- Born: 1957 (age 68–69)
- Education: Bangor University
- Occupations: Researcher; wood scientist;
- Years active: Since 1982
- Awards: Fellow of the IAWS

= Callum A.S. Hill =

Scottish wood scientist

Callum A.S. Hill (born in 1957) is a Scottish materials chemist and wood scientist, who worked at Bangor University and Edinburgh Napier University, and is an elected fellow of the International Academy of Wood Science.

== Research career ==
Hill started his research in wood science and bio-composites at Bangor University in 1994. Transitioning to Edinburgh Napier University in 2007, he assumed the role of the Edinburgh Research Partnership Chair in renewable materials until 2013. Since 2010, he has served as the director at the JCH Industrial Ecology Ltd, a private consultancy specializing in sustainability.

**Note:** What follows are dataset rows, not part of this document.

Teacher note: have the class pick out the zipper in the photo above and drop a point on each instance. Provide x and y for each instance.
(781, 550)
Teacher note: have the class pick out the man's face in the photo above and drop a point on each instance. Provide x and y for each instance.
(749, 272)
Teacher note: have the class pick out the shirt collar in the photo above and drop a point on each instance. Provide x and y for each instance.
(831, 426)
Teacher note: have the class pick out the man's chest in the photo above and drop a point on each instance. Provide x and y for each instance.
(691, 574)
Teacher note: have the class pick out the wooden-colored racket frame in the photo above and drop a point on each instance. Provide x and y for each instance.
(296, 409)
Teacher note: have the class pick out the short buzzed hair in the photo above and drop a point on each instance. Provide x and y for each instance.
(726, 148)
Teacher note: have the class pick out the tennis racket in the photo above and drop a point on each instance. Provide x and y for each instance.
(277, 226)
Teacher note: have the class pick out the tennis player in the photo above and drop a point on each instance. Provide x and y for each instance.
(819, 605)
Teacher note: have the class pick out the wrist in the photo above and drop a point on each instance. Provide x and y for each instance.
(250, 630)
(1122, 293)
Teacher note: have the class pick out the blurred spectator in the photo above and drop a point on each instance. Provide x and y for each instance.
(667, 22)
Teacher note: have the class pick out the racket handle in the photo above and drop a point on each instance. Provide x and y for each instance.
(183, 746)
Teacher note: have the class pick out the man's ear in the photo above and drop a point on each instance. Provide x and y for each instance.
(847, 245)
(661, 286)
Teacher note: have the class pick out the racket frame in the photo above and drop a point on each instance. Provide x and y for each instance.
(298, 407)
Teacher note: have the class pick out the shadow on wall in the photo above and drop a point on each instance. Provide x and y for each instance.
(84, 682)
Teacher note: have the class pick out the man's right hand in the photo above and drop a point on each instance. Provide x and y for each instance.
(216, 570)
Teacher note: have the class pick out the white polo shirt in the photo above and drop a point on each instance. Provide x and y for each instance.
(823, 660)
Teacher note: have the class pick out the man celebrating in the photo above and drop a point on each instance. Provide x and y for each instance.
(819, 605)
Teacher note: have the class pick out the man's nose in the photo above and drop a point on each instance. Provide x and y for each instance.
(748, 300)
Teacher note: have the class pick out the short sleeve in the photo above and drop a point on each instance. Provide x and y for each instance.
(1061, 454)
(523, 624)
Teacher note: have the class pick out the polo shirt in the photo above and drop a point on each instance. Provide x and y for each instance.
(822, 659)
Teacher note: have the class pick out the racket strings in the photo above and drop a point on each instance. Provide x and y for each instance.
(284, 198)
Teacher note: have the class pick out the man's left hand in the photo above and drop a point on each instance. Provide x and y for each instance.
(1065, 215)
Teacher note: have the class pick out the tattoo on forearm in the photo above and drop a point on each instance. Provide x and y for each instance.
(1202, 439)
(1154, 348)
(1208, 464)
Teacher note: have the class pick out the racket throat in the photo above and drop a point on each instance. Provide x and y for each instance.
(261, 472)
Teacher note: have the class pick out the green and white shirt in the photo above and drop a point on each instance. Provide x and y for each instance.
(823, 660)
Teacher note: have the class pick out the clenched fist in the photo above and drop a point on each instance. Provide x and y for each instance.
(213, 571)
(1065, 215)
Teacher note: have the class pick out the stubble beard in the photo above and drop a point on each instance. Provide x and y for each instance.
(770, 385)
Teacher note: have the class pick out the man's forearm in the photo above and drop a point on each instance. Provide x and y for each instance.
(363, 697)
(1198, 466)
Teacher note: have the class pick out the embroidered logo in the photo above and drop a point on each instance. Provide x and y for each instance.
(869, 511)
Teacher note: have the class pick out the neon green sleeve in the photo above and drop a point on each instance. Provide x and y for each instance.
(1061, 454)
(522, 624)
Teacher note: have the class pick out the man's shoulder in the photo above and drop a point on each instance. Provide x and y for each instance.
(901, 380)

His research contributions in chemical and thermal modification of wood, and lignocellulosic fibres have been well recorded.

He currently holds the position of senior consultant at the Norwegian Institute for Bioeconomy Research in Ås, Norway. His research contributions have gained international recognition especially his book entitled Wood Modification in 2007, having >3,100 citations. In total, he has had almost 17,000 citations for his research works at the Google Scholar, possessing an h-index of 58.

In October 2023, a meta-research carried out by John Ioannidis et al. at Stanford University, included Callum Hill in Elsevier Data 2022, where he was ranked at the top 2% of researchers in wood science (forestry – materials), having a composite index of 4.023, the highest one in this scientific area globally. He was also included in the Elsevier Data in 2024 and 2025.

As of March 2026, the research work of Hill has received 13,300 citations at Scopus.